The Salk Institute announced that globally renowned neuroscientist Kay Tye will join its faculty in January 2019 as a full professor. She is currently an associate professor in the department of brain and cognitive sciences, part of the Picower Institute for Learning and Memory at the Massachusetts Institute of Technology (MIT).
Tye focuses on a wide variety of cutting-edge technologies and approaches to better understand the brain circuitry underlying emotion and motivation. Her discoveries are helping pave the way for more targeted and efficient treatments for brain disorders, such as addiction-related behaviors, attention deficit disorder, anxiety and depression. For example, she has examined how emotional states such as increased anxiety may increase the propensity for substance abuse by facilitating long-term changes associated with reward-related learning.
Tye is the recipient of numerous accolades and grants, including a Presidential Early Career Award for Scientists and Engineers; an NIH Director’s Pioneer Award; an NIH Director’s New Innovator Award; a Society for Neuroscience Young Investigator Award; the Daniel X. Freedman Prize; a McKnight Fellowship; and many others.
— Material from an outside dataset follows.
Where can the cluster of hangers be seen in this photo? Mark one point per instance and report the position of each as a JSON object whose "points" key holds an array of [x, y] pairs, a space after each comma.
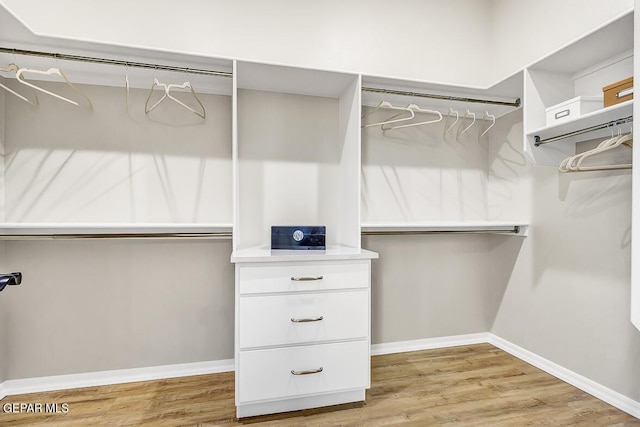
{"points": [[575, 163], [406, 115], [83, 101]]}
She received her BS degree from MIT and her PhD from UC San Francisco, before working as a postdoctoral fellow at Stanford University and the Ernest Gallo Clinic and Research Center.
In addition, the Salk Institute is honored to welcome Dannielle Engle back to Salk as an assistant professor in the Salk Cancer Center. She is currently a senior fellow at Cold Spring Harbor Laboratory, in New York, where she focuses on the early detection and treatment of pancreatic cancer. Engle conducted research in the lab of Salk Professor Geoffrey Wahl for six years as part of her doctoral program at UC San Diego.
Pancreatic cancer is one of the deadliest cancers because it is difficult to detect and is especially resistant to treatment. As part of her postdoctoral training with David A. Tuveson at Cambridge Research Institute (UK) and Cold Spring Harbor Laboratory, Engle developed miniature pancreas organ cultures (“organoids”) using both human and mouse cells to identify biomarkers and treatments for pancreatic cancer.
Engle holds a bachelor’s degree in biological sciences and Asian studies from Northwestern University and a doctorate in biological sciences from UC San Diego. She is the recipient of a California Breast Cancer Research Program Fellowship, a UC San Diego Chancellor’s Fellowship and a National Institutes of Health/National Cancer Institute Career Transition Award, among other honors. She begins her appointment in January 2019.